The ultimate step of this arduous process is the final confirmation. They must stand in front of a podium on which a box of Ritz crackers stands. One by one, the group takes turns eating these crackers. The worst is behind them. However, as on this occasion one soon-to-be member, having gone through all the steps, chose to betray us in a light’s flicker. He took the box of Ritz crackers, and ran away through the fire escape, and never came back again. What was a subject of sacrament was desecrated in sacrilege. And I was assigned to the case.
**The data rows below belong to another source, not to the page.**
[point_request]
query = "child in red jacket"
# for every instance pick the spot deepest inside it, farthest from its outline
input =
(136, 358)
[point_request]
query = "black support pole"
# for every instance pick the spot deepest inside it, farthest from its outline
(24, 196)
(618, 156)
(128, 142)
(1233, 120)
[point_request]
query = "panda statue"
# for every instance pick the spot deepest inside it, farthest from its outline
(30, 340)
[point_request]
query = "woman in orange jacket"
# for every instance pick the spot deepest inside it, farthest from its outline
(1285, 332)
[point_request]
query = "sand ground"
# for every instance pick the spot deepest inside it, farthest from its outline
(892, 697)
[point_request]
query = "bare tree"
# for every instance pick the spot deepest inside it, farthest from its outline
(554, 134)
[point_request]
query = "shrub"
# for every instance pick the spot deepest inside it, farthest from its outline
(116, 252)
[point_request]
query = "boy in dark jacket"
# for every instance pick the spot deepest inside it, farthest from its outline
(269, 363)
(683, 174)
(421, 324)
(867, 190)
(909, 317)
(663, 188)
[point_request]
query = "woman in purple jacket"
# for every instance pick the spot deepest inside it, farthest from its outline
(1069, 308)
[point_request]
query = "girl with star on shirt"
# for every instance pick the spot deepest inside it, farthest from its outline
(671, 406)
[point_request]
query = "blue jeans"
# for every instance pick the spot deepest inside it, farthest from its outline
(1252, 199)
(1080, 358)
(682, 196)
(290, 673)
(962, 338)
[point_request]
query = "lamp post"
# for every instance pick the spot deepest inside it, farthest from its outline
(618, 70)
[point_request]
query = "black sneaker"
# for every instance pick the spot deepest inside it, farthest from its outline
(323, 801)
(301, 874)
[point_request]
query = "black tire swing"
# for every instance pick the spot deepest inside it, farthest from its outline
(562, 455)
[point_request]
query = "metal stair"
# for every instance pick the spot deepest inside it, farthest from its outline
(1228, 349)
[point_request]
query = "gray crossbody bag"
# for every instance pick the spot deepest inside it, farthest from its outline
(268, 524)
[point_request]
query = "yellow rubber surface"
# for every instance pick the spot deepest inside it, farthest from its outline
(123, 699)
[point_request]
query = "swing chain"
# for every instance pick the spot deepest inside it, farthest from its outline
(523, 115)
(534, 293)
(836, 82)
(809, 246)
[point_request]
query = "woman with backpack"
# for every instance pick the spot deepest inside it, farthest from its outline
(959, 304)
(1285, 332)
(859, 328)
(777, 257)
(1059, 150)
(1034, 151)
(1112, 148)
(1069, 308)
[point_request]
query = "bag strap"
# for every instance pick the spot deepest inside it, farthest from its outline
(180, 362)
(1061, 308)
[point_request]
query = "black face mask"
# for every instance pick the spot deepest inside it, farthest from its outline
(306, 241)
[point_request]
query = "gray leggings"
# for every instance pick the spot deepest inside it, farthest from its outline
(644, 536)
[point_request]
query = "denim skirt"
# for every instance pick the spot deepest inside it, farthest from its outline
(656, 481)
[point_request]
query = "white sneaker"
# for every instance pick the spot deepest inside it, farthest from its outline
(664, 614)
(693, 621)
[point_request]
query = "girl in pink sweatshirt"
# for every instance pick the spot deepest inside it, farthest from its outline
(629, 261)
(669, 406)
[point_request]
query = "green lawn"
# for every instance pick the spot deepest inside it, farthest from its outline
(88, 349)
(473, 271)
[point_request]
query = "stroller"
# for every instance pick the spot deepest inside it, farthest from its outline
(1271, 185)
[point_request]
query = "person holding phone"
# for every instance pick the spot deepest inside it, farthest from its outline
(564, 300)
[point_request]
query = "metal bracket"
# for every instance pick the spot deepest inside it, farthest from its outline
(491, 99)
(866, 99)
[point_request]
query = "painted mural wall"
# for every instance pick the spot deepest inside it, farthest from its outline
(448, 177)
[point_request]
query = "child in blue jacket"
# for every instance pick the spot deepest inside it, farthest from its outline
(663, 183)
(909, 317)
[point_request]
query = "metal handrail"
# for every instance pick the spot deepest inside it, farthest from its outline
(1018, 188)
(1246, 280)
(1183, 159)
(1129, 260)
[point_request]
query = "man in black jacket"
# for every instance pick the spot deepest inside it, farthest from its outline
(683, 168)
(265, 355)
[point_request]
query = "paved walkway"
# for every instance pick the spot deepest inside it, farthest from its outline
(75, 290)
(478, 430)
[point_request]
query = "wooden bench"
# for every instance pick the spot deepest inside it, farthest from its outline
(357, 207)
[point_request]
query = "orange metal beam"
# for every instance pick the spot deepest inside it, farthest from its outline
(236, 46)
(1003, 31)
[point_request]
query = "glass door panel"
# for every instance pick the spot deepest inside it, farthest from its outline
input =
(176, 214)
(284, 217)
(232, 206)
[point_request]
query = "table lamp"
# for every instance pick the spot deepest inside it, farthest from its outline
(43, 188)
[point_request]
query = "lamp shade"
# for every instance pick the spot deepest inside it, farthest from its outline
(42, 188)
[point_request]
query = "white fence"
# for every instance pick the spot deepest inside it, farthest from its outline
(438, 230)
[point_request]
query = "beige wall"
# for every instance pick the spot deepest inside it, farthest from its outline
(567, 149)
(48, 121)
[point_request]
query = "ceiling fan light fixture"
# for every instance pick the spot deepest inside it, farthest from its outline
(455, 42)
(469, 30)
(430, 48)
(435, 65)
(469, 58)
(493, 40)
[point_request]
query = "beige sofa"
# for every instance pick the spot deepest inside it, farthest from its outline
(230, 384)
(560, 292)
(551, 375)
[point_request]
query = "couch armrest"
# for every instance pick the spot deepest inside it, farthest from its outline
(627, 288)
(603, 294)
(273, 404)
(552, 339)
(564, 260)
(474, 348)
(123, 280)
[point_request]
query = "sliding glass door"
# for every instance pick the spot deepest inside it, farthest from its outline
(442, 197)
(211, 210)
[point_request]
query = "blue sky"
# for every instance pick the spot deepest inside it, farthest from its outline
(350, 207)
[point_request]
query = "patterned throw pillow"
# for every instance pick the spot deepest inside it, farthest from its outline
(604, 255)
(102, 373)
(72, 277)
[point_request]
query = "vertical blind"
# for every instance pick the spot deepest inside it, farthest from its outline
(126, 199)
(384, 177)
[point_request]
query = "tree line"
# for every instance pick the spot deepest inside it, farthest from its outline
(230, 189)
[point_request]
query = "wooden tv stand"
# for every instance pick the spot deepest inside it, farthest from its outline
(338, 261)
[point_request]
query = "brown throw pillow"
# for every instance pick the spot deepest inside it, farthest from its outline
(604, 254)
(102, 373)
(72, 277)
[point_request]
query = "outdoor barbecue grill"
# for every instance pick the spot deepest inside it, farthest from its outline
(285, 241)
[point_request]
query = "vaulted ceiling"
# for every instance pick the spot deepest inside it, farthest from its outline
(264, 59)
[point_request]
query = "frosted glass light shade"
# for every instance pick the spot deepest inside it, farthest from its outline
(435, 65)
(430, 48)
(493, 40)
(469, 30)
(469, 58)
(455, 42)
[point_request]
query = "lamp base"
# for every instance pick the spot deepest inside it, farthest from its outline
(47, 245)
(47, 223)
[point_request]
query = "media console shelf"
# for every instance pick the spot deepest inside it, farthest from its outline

After a series of Batman-style beatdowns and interrogations, I came to a hidden room in the Bartle Library, obscured by, of all things, a book on the shelf which,  when you pull it down activates a switch that moves the whole bookshelf like some Scooby-Doo cartoon. It led me down to those very catacombs of legend. But where I expected to see dusty tunnels, I found instead hammers and sickles spray-painted red on the walls. Further down, I found an entire commune of the Red bastards all very, very stinky and very, very high. I communicated with some of them, but I could barely get a word in edgewise through their postmodernist ramblings.

“The filthy capitalist pigs extort us by adding a surcharge to the price of production!” and, “a market left alone will monopolize!” and “extant power systems function in collusion to maintain unfair hierarchies based on such factors as race and gender!” With expert craft I pulled out the megaphone conveniently attached to my utility belt and retorted to their faulty criticisms: “take a shower, you filthy simp!”

Like that they dropped to their knees and withered away like men of straw, their fallacious arguments so indomitably annihilated that they had pissed themselves in utter embarrassment, and I stood sweaty and victorious and everybody clapped. I saw it there; a Nabisco-branded box, pristine in its display, a war trophy, containing those most palatable golden crackers. I was the adoration of the Review that next Tuesday at 7:30pm in room CW215, and, as they say, the rest is history.